Goose bumps rose on Theta’s back and neck. “And something’s coming on the road….”
“Just behind a wall of dust,” Memphis finished for her.
Theta nodded. She felt cold all over. What was happening? “The worst part is the feeling,” she said softly. “Like something terrible is coming. Something I don’t want to see.”
“Something you’ll be called to do something about,” Memphis said.
“What does it mean?”
A loud crash came from above, followed by screams and the sounds of police whistles being blown. Frantic footsteps thudded across the ceiling. Memphis ran to the door and poked his head out, only to see a full squad of policeman barging their way into the kitchen.
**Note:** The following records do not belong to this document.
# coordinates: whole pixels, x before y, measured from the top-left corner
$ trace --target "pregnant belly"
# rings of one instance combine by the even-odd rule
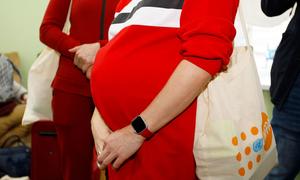
[[[182,60],[175,41],[113,46],[97,55],[91,89],[94,102],[112,130],[128,125],[151,103]],[[172,46],[176,44],[176,46]]]

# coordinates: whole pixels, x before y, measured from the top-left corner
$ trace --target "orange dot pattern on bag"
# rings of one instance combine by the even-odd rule
[[[271,148],[273,134],[272,134],[272,127],[268,121],[268,116],[266,113],[264,112],[261,113],[261,120],[262,120],[261,127],[255,127],[255,126],[250,127],[249,131],[241,132],[240,135],[234,136],[231,139],[233,146],[239,146],[239,143],[243,143],[243,141],[247,141],[248,137],[251,137],[252,139],[253,137],[257,138],[257,140],[251,146],[246,146],[242,151],[236,154],[237,161],[239,162],[246,161],[244,163],[246,167],[240,167],[237,170],[240,176],[245,176],[247,171],[253,170],[253,166],[255,165],[255,163],[258,164],[261,162],[262,159],[261,154],[263,153],[263,151],[268,151]],[[263,138],[259,138],[261,136],[257,137],[259,133],[262,133]],[[246,159],[247,156],[250,157],[250,160]]]

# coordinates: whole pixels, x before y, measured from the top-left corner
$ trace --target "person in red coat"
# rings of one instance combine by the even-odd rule
[[[238,0],[120,2],[91,76],[111,130],[103,141],[92,120],[110,180],[197,179],[196,98],[229,63],[237,7]]]
[[[90,121],[94,103],[86,73],[98,49],[107,43],[117,3],[50,0],[40,26],[40,40],[60,53],[52,82],[52,108],[65,180],[91,179],[94,142]],[[70,5],[70,34],[65,34],[62,29]]]

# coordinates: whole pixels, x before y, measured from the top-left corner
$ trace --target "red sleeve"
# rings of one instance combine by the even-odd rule
[[[238,0],[185,0],[179,37],[184,59],[211,75],[229,63]]]
[[[62,55],[73,59],[74,54],[68,50],[80,45],[80,42],[62,32],[69,5],[70,0],[50,0],[40,26],[40,40]]]

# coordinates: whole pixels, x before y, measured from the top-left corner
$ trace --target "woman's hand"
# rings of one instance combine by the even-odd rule
[[[99,49],[100,44],[97,42],[76,46],[69,51],[75,53],[74,64],[80,68],[83,73],[86,73],[89,67],[94,64],[95,56]]]
[[[104,146],[104,140],[111,133],[109,127],[105,124],[100,113],[97,109],[94,110],[94,114],[91,120],[91,128],[94,137],[95,147],[97,154],[101,154]]]
[[[138,151],[144,140],[144,137],[135,133],[131,125],[111,133],[105,139],[104,149],[98,156],[100,169],[105,169],[111,163],[115,169],[118,169]]]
Theta’s eyes widened. “Holy smokes! It’s a raid.”
“Can’t be,” Memphis said, throwing his knapsack over his shoulder. He still held the book in his hand. “Papa Charles has the cops in his pocket.”
“That pocket’s got a hole, Poet.” The terror of the shared dream was replaced by the real fear of being arrested. “How do I get out of here? I can’t afford to get pinched.”
“This way!” Memphis offered his hand. “I know this place like my own skin. I’ll get you out of here. Trust me.”
Theta grabbed his hand and they set off running down the narrow hall.
Mabel gasped as the doors to the club were broken down and two lines of police stormed the club. One grabbed her by the wrist. She tugged, but his grip was strong.